There's a lot of chatter going around the blogs on the perils of self-publishing. I lurk on other writer's blogs, I admit, and rarely comment. I can't help it. I'm a lurker by nature. My father lurked, my grandfather lurked, and so on. We have the lurky gene.
Anyway, the upshot of it all is simple. If you just send it somewhere to be printed, it's not a publishing credit. If someone (agent and/or editor) has assessed and approved it, then it's a publishing credit.
Self-publishing also means you don't get any help at all with proofreading, editing, or any form of error correction. To those who consider themselves above all that, consider this; that's probably why you're not getting accepted by traditional publishers. Nobody likes a smartass.
There's also the marketing to consider. You can spend all your time doing this yourself, or you can let a publisher's marketing department do it for you. They know how. It's what they do. While they're doing that, you can be writing another book.
I don't think any kind of self-publishing is worthwhile for fiction. There are many non-fiction instances where it can work: say you researched your family history and wanted it in a bound book. Who's going to buy it?
Suppose you want to do a photographic record of your local area. Who'd buy that?
If you wrote any kind of academic or specialist book, who'd buy it?
The market for those things is very small and often very local. You're not going to interest a New York publisher in a photo-collection of the cheery vagrants of Marchway, nor of the fascinating mutated and often carnivorous plant life of Dume Swamp. For the village residents, such a book would be invaluable, but even so the total expected sales wouldn't exceed 50 copies. So it'll never have the Random House of Penguins on the cover, that's for sure.
My sarcastic friend, Romulus, has self-published a small book on ghosthunting. It's very short, and likely to appeal only to a small group of readers. So he put it through Lulu. That makes sense. No publisher would look at it, because it'll never sell enough to pay them. Plus, he doesn't really care how many he sells. It's not his primary source of income, not by a long way.
One idea that was mooted, I forget where, was that a writer might want to get themselves a printed copy of their finished novel before they send it out for agents to reject. Even after acceptance, it takes a long time before the book appears on shelves. You might not want to wait that long to see what it looks like in print.
Well, you can do that through Lulu too. Just be sure never to make the book available to the public, or you've shot yourself in the foot. The best option would be to load it up, get as many copies as you want printed, then delete it (after the copies arrive). These are working copies only, you don't need to fool around with pretty covers. Don't buy too many: one to write on when you find the blunders you missed on screen, one to store away so you can remind yourself what it looked like before the agent/editor changed it all. That's all you need.
Lulu doesn't charge you to put books up. They only charge for the copies you buy. I can see where such an idea might be attractive, but beware - be absolutely sure the public don't get so much as a sniff, and be sure it's deleted before you send to agents. If they search on your name, or your title, and they find it on Lulu, they'll be reaching for the form rejection in the next instant.
Also, don't pass your Lulu copies around.
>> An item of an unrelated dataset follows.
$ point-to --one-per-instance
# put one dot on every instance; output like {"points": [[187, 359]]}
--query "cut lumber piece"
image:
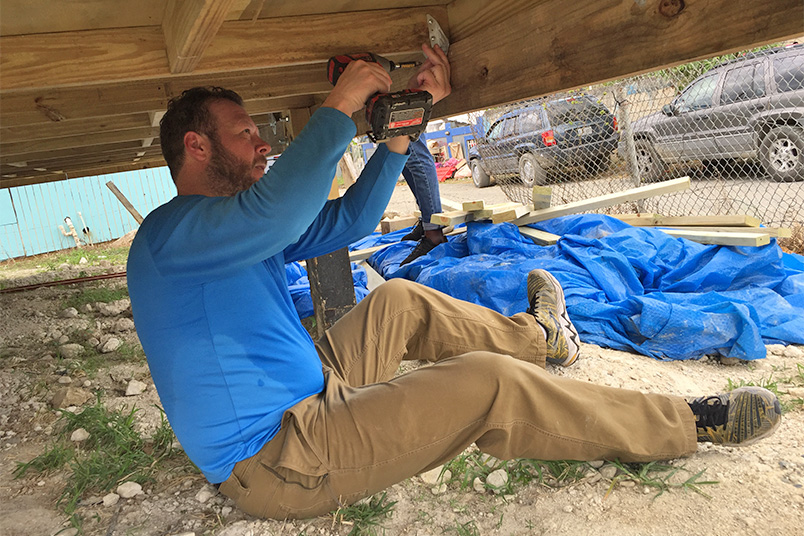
{"points": [[728, 220], [488, 211], [542, 238], [608, 200], [776, 232], [509, 214], [542, 197], [726, 238], [452, 218], [394, 224], [473, 205]]}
It won't be as good as the final print, and if you have a lot of friends who are interested in it, why would they buy it if they've read it? How much money you make depends on who buys your book, not who reads it.
If you're a writer, you're self-employed. Even if you have another, real-life job, your writing counts as self-employment the moment you try to sell any. Just ask the taxman. It's your job. You should be paid for it, you shouldn't be giving your work away for free.
Most of all, you should never pay anyone anything in your quest to be published. Never. How would you react if, in your day-job, your boss demanded you pay for permission to come to work?
If anyone asks you to pay them to let you write for them, react the same way.